Urban scaling

Urban scaling^[1] is an area of research within the study of cities as complex systems. It examines how various urban indicators change systematically with city size.

The literature on urban scaling was motivated by the success of scaling theory in biology, itself motivated in turn by the success of scaling in physics.^[2][3] Crucial insights from scaling analysis applied to a system can emerge from finding power-law function relationships between variables of interest and the size of the system (as opposed to finding power-law probability distributions). Power-laws have an implicit self-similarity which suggests universal mechanisms at work, which in turn support the search for fundamental laws.^[3] The study of power-laws is closely linked to the study of critical phenomena in physics, in which emergent properties and scale invariance are central and organizing concepts. These concepts resurface in the study of complex systems,^[4][5] and are of particular importance in the urban scaling framework.

The phenomenon of scaling in biology is often referred to as allometric scaling. Some of these relationships were studied by Galileo (e.g., in terms of the area width of animals' legs as a function of their mass) and then studied a century ago by Max Kleiber (see Kleiber's law) in terms of the relationship between basal metabolic rate and mass. A theoretical explanation of allometric scaling laws in biology was provided by the metabolic scaling theory.^[2]

The application of scaling in the context of cities is inspired by the idea that, in cities, urban activities are emergent phenomena arising from the interactions of many individuals in close physical proximity. This is in contrast to applying scaling to countries or other social group delineations, which are more ad-hoc sociological constructions.
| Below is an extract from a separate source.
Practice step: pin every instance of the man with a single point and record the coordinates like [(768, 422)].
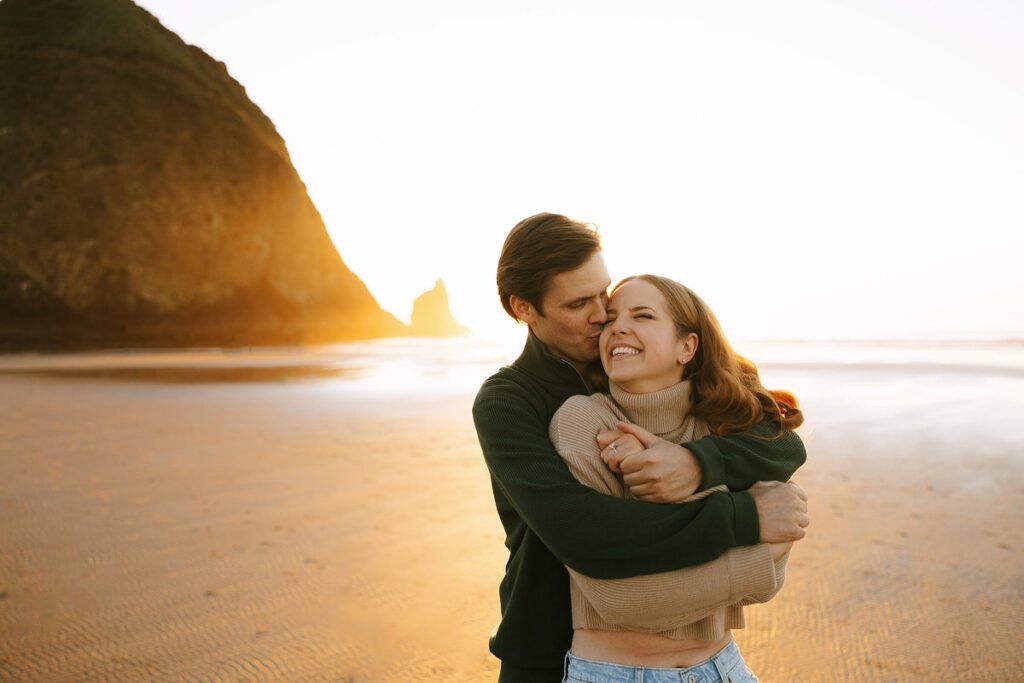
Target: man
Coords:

The expectation is that collective effects in cities should result in the form of large-scale quantitative urban regularities that ought to hold across cultures, countries and history. If such regularities are observed, then it would support the search for a general mathematical theory of cities.^[6]

Indeed, Luís M. A. Bettencourt, Geoffrey West, and Jose Lobo's seminal work^[7] demonstrated that many urban indicators are associated with population size through a power-law relationship, in which socio-economic quantities tend to scale superlinearly,^[8] while measures of infrastructure (such as the number of gas stations) scale sublinearly with population size.^[9] They argue for a quantitative, predictive framework to understand cities as collective wholes, guiding urban policy, improving sustainability, and managing urban growth.^[1]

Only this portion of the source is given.